The only question which we have to consider in this cause, is whether moneys feloniously taken can be made a proper subject of set-off in an action of assumpsit. This suit was commenced in the County Court of Milwaukee county, to recover a balance due for services as clerk; and on the trial the plaintiff in error proposed to prove by way of set-off, that during the time the defendant in error was a clerk in his store he had embezzled and appropriated to his own use and deposited in bank to his own credit, several sums of money, amounting to several hundred dollars, under such circumstances as would make him guilty of larceny. This evidence was objected to and ruled out by the court, and exception taken by the plaintiff in error.

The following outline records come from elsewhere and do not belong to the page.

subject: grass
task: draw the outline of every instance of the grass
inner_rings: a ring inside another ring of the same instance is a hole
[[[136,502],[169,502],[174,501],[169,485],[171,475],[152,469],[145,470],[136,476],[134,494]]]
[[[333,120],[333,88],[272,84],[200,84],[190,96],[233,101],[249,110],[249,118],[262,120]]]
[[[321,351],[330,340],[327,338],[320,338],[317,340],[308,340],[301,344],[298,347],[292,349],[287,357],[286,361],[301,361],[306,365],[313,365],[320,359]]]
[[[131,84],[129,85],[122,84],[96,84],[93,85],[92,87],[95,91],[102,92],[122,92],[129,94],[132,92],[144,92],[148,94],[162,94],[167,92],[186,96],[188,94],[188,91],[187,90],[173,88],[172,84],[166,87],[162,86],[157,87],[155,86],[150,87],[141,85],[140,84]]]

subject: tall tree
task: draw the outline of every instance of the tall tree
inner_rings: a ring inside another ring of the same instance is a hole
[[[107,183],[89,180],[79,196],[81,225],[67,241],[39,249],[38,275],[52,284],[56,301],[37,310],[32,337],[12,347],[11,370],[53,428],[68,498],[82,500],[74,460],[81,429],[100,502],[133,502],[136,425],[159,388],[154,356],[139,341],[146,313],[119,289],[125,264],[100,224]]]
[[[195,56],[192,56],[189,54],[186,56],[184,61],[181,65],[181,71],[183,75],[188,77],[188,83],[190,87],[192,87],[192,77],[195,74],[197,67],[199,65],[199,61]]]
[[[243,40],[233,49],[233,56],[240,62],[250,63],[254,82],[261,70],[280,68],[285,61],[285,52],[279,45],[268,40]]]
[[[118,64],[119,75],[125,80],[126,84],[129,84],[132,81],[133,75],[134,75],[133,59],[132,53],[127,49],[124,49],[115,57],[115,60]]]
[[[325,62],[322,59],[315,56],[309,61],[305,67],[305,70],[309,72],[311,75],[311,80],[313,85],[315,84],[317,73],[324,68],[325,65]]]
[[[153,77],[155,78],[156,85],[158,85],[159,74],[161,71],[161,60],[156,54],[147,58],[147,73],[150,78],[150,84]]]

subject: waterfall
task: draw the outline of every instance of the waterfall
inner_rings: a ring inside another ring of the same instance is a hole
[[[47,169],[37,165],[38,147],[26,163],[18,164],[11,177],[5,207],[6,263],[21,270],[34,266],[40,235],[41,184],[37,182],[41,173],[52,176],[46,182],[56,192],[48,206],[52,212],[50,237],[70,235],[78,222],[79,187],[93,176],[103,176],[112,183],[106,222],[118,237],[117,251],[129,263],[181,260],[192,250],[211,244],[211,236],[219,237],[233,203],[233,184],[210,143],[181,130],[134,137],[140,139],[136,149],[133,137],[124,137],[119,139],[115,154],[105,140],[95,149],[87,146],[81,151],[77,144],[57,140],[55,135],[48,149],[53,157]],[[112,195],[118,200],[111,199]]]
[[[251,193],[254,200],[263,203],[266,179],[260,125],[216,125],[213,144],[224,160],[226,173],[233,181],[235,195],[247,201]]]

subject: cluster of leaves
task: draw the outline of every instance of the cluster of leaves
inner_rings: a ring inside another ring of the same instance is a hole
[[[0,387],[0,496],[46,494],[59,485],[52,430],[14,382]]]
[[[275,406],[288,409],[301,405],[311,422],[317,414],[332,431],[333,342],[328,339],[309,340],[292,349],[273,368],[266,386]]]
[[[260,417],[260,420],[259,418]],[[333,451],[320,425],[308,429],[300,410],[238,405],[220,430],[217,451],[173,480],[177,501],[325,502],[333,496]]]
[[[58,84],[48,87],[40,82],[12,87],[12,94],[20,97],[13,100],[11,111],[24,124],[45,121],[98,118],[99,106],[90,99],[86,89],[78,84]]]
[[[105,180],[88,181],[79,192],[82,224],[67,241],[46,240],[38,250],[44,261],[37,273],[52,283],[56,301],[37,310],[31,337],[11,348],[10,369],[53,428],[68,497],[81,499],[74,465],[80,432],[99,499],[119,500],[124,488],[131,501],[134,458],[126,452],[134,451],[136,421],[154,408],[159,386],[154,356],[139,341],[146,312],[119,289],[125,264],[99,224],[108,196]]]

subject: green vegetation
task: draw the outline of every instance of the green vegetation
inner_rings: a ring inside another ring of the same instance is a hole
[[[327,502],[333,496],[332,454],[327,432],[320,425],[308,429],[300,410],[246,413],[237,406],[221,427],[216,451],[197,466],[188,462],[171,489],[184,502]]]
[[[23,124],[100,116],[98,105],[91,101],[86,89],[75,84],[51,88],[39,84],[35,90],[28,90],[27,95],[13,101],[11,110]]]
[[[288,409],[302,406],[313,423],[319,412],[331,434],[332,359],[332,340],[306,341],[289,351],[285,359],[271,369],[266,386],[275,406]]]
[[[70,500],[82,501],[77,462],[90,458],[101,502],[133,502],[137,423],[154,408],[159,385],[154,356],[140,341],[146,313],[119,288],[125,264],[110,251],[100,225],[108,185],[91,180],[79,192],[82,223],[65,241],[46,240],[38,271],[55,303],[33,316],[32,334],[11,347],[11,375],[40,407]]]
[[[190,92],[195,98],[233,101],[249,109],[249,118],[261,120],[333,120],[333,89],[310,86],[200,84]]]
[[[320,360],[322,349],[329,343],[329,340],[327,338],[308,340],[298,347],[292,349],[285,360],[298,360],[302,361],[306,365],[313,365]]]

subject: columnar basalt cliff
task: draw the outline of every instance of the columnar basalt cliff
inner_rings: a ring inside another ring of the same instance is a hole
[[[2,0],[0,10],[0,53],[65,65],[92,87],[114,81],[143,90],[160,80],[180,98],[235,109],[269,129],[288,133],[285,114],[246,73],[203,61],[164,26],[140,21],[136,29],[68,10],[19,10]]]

It was insisted upon the argument, that inasmuch as this demand from its very nature, was a liquidated one, or capable of being ascertained by calculation; and as an action for money had and received could have been maintained to recover the stolen money, it was a proper subject of set-off by the provisions of sec. 1, subd. 1, 8 and 5, of chap. 94, B. /S.

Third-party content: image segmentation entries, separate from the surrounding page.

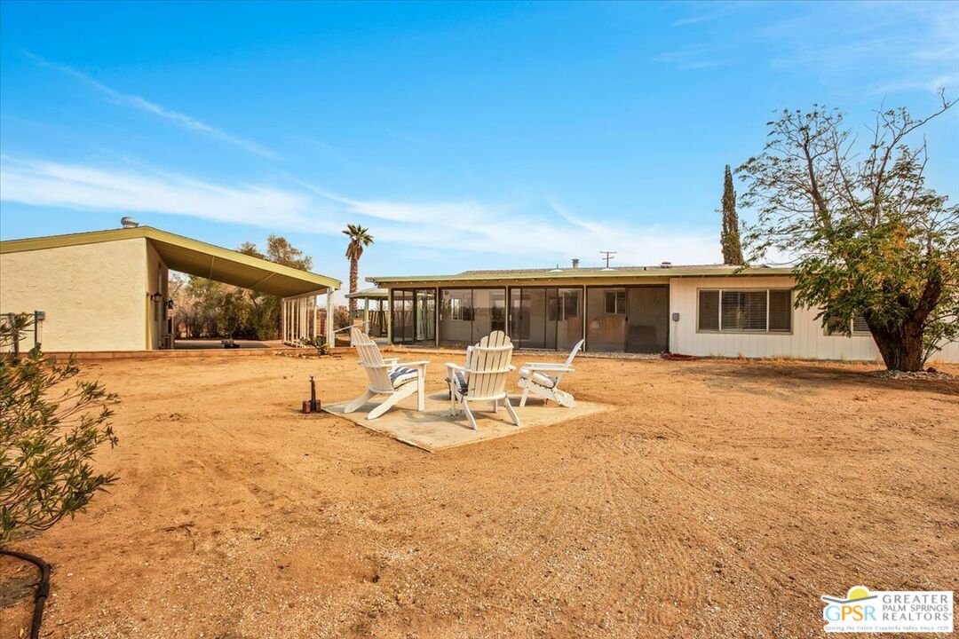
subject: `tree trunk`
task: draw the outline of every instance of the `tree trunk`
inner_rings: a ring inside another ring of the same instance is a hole
[[[360,261],[356,258],[350,259],[350,292],[357,292],[357,280],[360,279]],[[352,319],[353,313],[357,309],[357,301],[354,298],[350,298],[350,317]]]
[[[922,324],[908,319],[896,327],[872,327],[873,339],[890,371],[922,371],[925,363]]]

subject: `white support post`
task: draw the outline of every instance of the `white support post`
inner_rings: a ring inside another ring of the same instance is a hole
[[[326,289],[326,343],[332,349],[337,345],[336,335],[333,333],[333,287]]]
[[[313,298],[312,298],[312,302],[311,302],[311,305],[310,305],[310,312],[313,314],[313,338],[316,339],[316,335],[319,334],[319,327],[316,326],[317,320],[319,318],[316,317],[316,295],[314,295]]]

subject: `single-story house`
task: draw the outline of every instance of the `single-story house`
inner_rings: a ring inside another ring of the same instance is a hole
[[[465,271],[370,277],[388,294],[394,344],[462,346],[505,331],[518,348],[700,356],[878,360],[857,317],[851,335],[793,305],[791,269],[726,265]],[[959,361],[951,343],[932,360]]]
[[[170,270],[283,298],[283,341],[322,329],[332,339],[335,280],[128,221],[125,228],[0,241],[0,319],[37,318],[45,352],[151,351],[175,347]],[[24,345],[33,346],[33,339]]]

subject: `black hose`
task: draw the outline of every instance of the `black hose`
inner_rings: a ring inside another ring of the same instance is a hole
[[[40,569],[40,583],[36,586],[36,595],[34,597],[34,620],[30,624],[30,639],[39,639],[40,622],[43,621],[43,605],[50,596],[50,564],[38,557],[18,553],[13,550],[0,550],[0,555],[9,555],[24,561],[30,561]]]

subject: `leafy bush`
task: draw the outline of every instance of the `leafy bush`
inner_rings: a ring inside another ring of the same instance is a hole
[[[32,322],[13,316],[0,326],[0,350]],[[91,464],[102,444],[117,445],[108,424],[117,396],[97,381],[75,379],[80,372],[73,357],[59,364],[38,347],[22,357],[0,354],[0,543],[72,516],[117,480]]]

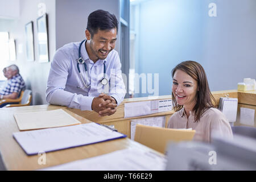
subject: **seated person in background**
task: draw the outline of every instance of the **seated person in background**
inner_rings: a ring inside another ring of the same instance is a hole
[[[232,138],[231,127],[224,114],[214,107],[215,100],[209,88],[203,67],[187,61],[172,71],[172,99],[176,111],[170,118],[168,127],[196,130],[193,140],[210,142],[213,133]]]
[[[7,80],[5,84],[5,86],[0,90],[0,100],[17,98],[25,87],[23,79],[19,75],[19,68],[15,64],[6,67],[5,76]]]

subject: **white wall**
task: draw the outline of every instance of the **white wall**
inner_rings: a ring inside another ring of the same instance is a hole
[[[139,10],[135,72],[159,73],[159,95],[171,93],[171,71],[188,60],[202,64],[212,91],[256,78],[256,1],[151,0]]]
[[[0,0],[0,18],[19,18],[19,1],[20,0]]]

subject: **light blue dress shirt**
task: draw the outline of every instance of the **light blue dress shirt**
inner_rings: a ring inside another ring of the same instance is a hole
[[[84,42],[81,55],[87,66],[88,78],[83,64],[79,65],[82,78],[88,88],[84,86],[79,72],[77,60],[81,42],[71,43],[59,48],[51,64],[47,81],[46,100],[51,104],[67,106],[81,110],[92,110],[93,98],[105,93],[114,97],[119,105],[123,100],[126,89],[122,77],[121,64],[118,52],[112,50],[105,60],[96,63],[89,58]],[[105,77],[109,84],[102,85],[104,63]]]

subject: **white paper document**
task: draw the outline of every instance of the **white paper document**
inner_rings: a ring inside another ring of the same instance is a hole
[[[63,109],[14,114],[20,130],[71,126],[81,122]]]
[[[237,98],[224,98],[222,111],[230,122],[237,120],[238,99]]]
[[[150,114],[150,101],[125,103],[125,118]]]
[[[90,123],[15,133],[13,136],[27,154],[35,155],[126,136],[98,124]]]
[[[125,103],[125,118],[171,111],[172,100],[152,100]]]
[[[43,170],[52,171],[162,171],[165,157],[150,151],[135,148],[79,160]]]
[[[240,107],[240,123],[241,124],[254,126],[255,110]]]
[[[131,120],[131,139],[133,140],[134,140],[137,124],[164,127],[166,125],[166,117],[159,116]]]

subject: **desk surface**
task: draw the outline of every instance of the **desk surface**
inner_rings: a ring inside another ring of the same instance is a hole
[[[38,105],[0,109],[0,152],[7,170],[38,169],[130,147],[139,147],[160,154],[126,138],[47,152],[46,164],[39,165],[38,160],[40,156],[27,155],[13,137],[13,133],[19,131],[13,114],[15,113],[45,111],[60,108],[65,110],[82,123],[90,122],[63,106]]]

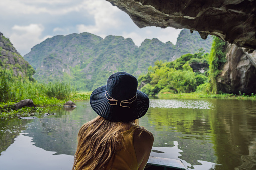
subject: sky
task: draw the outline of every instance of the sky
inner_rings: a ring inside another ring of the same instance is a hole
[[[131,38],[139,47],[145,39],[175,44],[181,29],[139,28],[124,12],[106,0],[1,0],[0,32],[22,56],[48,38],[88,32]]]

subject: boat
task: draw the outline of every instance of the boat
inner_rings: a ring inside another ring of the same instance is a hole
[[[181,160],[154,156],[149,157],[146,170],[187,170]]]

No authority was cited as directly in point in support of this position, and in my examination, I have not been able to find a case in all respects parallel to the one at bar.
It is proper to remark that the right of set-off is given by statute, and did not exist at common law. The statute of set-off proceeds upon the equitable principle that, when both debts are justly due by the neglect of each party to perform his agreement, the one debt should compensate the other. Downer vs. Eggleston, 15 Wend. 51. But a demand, in order to be a subject of set-off) must come fairly within the scope of the statute, being one arising upon a judgment, or upon a contract express or implied (sec. 1, subd. 1, chap. 94). The statute applies to demands arising upon contract in contradistinction to those arising in tort. And hence *279courts have held that those demands, arising ex delicto, and for which either trespass, replevin, detinue or an action upon the case would be the appropriate remedy, cannot be set-off (Sherman vs. Ballou, 8 Cow. R. 304; Barb. Set-off, 32); although it is a very familiar principle of law that, when goods have been tor-tiously taken and sold, the owner may waive the tort, and bring an action of assumpsit for money had and received against the wrongdoer, and recover the proceeds. The late Supreme Court ’of this state say in Conklin vs. Parson (1 Chand. 240), that “the statute allows a defendant to set off a demand for goods sold; and we think the better construction of it to be, that he may set off such a demand where there has been an actual sale and not, -as in this case, a mere conversion of property.” That was an action of assumpsit to recover the difference agreed to be paid on the exchange of lands. Previous to the exchange of the lands, the defendant had placed rails along the line for the purpose of constructing a fence; and after the exchange the plaintiff had taken them and converted them to his own use. The parties admitted that the only matter in dispute was the rails, and that they were worth fifty dollars. Here, though the demand for the rails was a liquidated one, yet the court held that it was not a subject of set-off under the statute. It was not a demand arising upon a judgment, or a contract express or implied, in the sense in which the term contract is used in the statute. That term refers to demands, resulting from the voluntary engagement of an individual to another, either express or implied in law, as distinguished from a liability originating in a tort or wrong unconnected with an agreement. Elliott vs. Jackson, 3 Wis. 649.
It follows from this view of the statute, that a demand, to be the proper subject of an offset, must not only be liquidated, or capable of being ascertained by calculation, but must be one arising upon contract in contradistinction to one resulting from a tort.
The judgment of the court below affirmed, with costs.